W3C technologies for information dissemination and interaction

About me

Researcher at the Dutch national research centre CWI (the first European internet site)

Co-designed ABC, the programming language that Python is based on

In the 80's co-designed what you would now call a browser.

Organised 2 workshops at the first Web conference in 1994

Co-author of CSS, HTML4, XHTML, XML Events, XForms, etc

Chair of HTML and Forms working groups

Until recently, editor-in-Chief of ACM/interactions.

HTML: The main current tool for information delivery and interaction

HTML is an incredible success, but has also become a sort of Garden of Eden, with lots of Thou Shalt Nots in the form of guidelines

etc, etc, etc

And these communities have all come to the HTML working group to ask for new facilities.

The journey to a unified solution

XHTML2 is an attempt by the HTML working group at W3C to produce a simple, unified solution to the problems raised by these diverse communities.

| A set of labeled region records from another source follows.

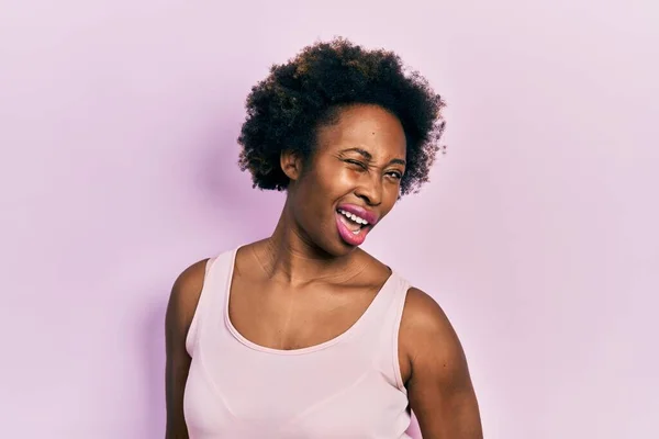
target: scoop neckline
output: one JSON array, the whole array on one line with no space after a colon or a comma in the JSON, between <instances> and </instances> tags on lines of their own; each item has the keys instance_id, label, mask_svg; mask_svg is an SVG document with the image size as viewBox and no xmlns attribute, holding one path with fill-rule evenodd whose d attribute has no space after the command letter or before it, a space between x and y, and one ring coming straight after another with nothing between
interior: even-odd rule
<instances>
[{"instance_id":1,"label":"scoop neckline","mask_svg":"<svg viewBox=\"0 0 659 439\"><path fill-rule=\"evenodd\" d=\"M238 329L236 329L236 327L233 325L233 323L231 322L231 317L228 315L228 302L231 300L231 285L233 283L233 277L234 277L234 272L235 272L235 268L236 268L236 256L237 256L239 249L241 249L241 247L236 247L232 251L231 259L230 259L228 275L226 277L226 285L224 288L224 296L225 296L224 322L225 322L226 327L228 328L230 333L233 335L233 337L236 340L238 340L241 344L245 345L246 347L248 347L253 350L256 350L259 352L265 352L265 353L272 353L272 354L278 354L278 356L300 356L300 354L304 354L304 353L317 352L320 350L330 348L330 347L351 337L355 333L358 331L358 329L368 319L368 316L373 313L373 308L377 307L377 304L383 300L382 296L384 294L382 294L382 292L386 291L386 289L389 286L389 284L393 281L393 279L395 277L395 272L390 267L388 267L390 274L387 278L387 280L384 281L384 283L382 284L382 286L380 286L380 289L378 290L378 293L376 294L376 296L373 297L371 303L368 305L368 307L365 309L365 312L361 313L359 318L350 327L348 327L345 331L337 335L336 337L331 338L330 340L323 341L317 345L308 346L305 348L299 348L299 349L268 348L266 346L255 344L254 341L244 337L238 331Z\"/></svg>"}]
</instances>

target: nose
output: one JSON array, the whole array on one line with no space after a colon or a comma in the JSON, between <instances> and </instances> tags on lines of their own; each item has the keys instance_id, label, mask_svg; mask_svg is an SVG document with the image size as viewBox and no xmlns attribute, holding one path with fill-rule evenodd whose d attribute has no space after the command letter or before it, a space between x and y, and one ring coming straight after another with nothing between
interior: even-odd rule
<instances>
[{"instance_id":1,"label":"nose","mask_svg":"<svg viewBox=\"0 0 659 439\"><path fill-rule=\"evenodd\" d=\"M382 179L377 172L365 172L355 190L355 194L368 205L379 205L382 203Z\"/></svg>"}]
</instances>

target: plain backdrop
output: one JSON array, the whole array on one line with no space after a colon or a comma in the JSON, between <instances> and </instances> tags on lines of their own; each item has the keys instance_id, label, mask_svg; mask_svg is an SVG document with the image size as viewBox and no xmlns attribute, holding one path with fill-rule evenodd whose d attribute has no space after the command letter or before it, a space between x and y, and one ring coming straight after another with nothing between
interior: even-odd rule
<instances>
[{"instance_id":1,"label":"plain backdrop","mask_svg":"<svg viewBox=\"0 0 659 439\"><path fill-rule=\"evenodd\" d=\"M1 0L0 435L164 437L171 283L283 200L237 169L245 97L340 35L448 103L432 182L365 247L453 320L485 437L659 437L657 23L652 0Z\"/></svg>"}]
</instances>

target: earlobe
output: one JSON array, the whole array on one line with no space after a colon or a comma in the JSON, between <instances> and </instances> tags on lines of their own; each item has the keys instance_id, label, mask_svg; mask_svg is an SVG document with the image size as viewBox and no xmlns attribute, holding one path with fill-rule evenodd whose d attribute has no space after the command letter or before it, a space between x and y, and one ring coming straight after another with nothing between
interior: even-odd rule
<instances>
[{"instance_id":1,"label":"earlobe","mask_svg":"<svg viewBox=\"0 0 659 439\"><path fill-rule=\"evenodd\" d=\"M290 149L282 150L279 162L281 165L281 170L291 181L295 181L300 178L302 172L302 160L300 160L300 156L295 151Z\"/></svg>"}]
</instances>

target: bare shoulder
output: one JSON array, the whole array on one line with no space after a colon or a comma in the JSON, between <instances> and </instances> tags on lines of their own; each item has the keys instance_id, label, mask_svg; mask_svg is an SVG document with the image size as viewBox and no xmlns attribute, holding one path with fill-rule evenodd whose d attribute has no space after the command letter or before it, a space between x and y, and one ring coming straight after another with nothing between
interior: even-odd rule
<instances>
[{"instance_id":1,"label":"bare shoulder","mask_svg":"<svg viewBox=\"0 0 659 439\"><path fill-rule=\"evenodd\" d=\"M439 304L410 289L399 337L401 372L422 436L482 439L478 401L465 352Z\"/></svg>"},{"instance_id":2,"label":"bare shoulder","mask_svg":"<svg viewBox=\"0 0 659 439\"><path fill-rule=\"evenodd\" d=\"M188 331L203 288L206 262L208 259L194 262L176 278L167 305L168 330Z\"/></svg>"},{"instance_id":3,"label":"bare shoulder","mask_svg":"<svg viewBox=\"0 0 659 439\"><path fill-rule=\"evenodd\" d=\"M462 347L446 313L420 289L407 291L399 341L410 375L426 367L450 374L466 365Z\"/></svg>"}]
</instances>

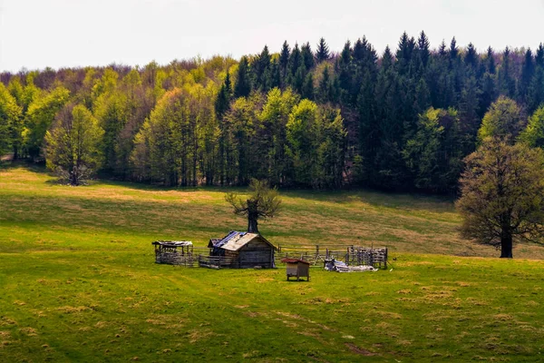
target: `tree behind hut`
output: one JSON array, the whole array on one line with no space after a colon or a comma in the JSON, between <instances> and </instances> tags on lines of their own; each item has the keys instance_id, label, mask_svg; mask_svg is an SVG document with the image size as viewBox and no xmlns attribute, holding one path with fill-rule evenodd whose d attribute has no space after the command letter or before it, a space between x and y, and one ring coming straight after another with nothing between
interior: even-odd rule
<instances>
[{"instance_id":1,"label":"tree behind hut","mask_svg":"<svg viewBox=\"0 0 544 363\"><path fill-rule=\"evenodd\" d=\"M457 201L463 237L500 248L501 258L512 258L520 240L541 240L544 152L488 139L465 162Z\"/></svg>"},{"instance_id":2,"label":"tree behind hut","mask_svg":"<svg viewBox=\"0 0 544 363\"><path fill-rule=\"evenodd\" d=\"M234 208L234 213L248 216L248 232L258 233L258 220L274 217L279 210L281 199L277 188L270 189L265 181L251 180L246 199L232 192L225 200Z\"/></svg>"}]
</instances>

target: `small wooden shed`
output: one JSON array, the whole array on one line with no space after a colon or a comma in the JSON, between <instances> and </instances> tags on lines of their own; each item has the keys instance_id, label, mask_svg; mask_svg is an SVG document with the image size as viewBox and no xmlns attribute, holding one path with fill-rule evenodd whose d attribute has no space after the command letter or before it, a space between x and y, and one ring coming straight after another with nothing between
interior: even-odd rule
<instances>
[{"instance_id":1,"label":"small wooden shed","mask_svg":"<svg viewBox=\"0 0 544 363\"><path fill-rule=\"evenodd\" d=\"M310 280L310 262L296 259L283 259L281 261L287 265L287 281L289 278L296 278L297 281L300 278Z\"/></svg>"},{"instance_id":2,"label":"small wooden shed","mask_svg":"<svg viewBox=\"0 0 544 363\"><path fill-rule=\"evenodd\" d=\"M273 269L276 246L260 234L231 231L222 239L209 240L209 256L220 257L221 267Z\"/></svg>"}]
</instances>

I want to talk about: Form – Content – Essence

But also about: Meaning – Diversity – Function

The battle for splitting content and presentation has largely been won

The advantages of keeping presentation and content separated have been largely understood, such as:

Separation of concerns
Simpler HTML, less training
Cheaper to produce, easier to manage
Easy to change house style
Documents are smaller: less bandwidth (ESPN claims that CSS saves them 2 Tbytes per day!)
Reach more people
Search engines find your stuff easier
Visible on more devices

CSS Zen Garden demonstrates some of this.

The use of stylesheets

See www.csszengarden.com

One single HTML file, with hundreds of beautiful, breathtaking stylesheets

SVG as stylesheet using XBL

sidewinder clocks

The clocks here in the markup are of the style 11:30:00, and the SVG stylesheet turns those into the analogue clocks

San Francisco 01:30
New York 04:30
London 10:30
Amsterdam 11:30
Tokyo 18:30

Structure

HTML structuring is rather weak.

For instance, one of the biggest problems for non-sighted people with many HTML pages is working out what the structure is. Often the only clue is the level of header used (h1, h2 etc), and often they are not used correctly.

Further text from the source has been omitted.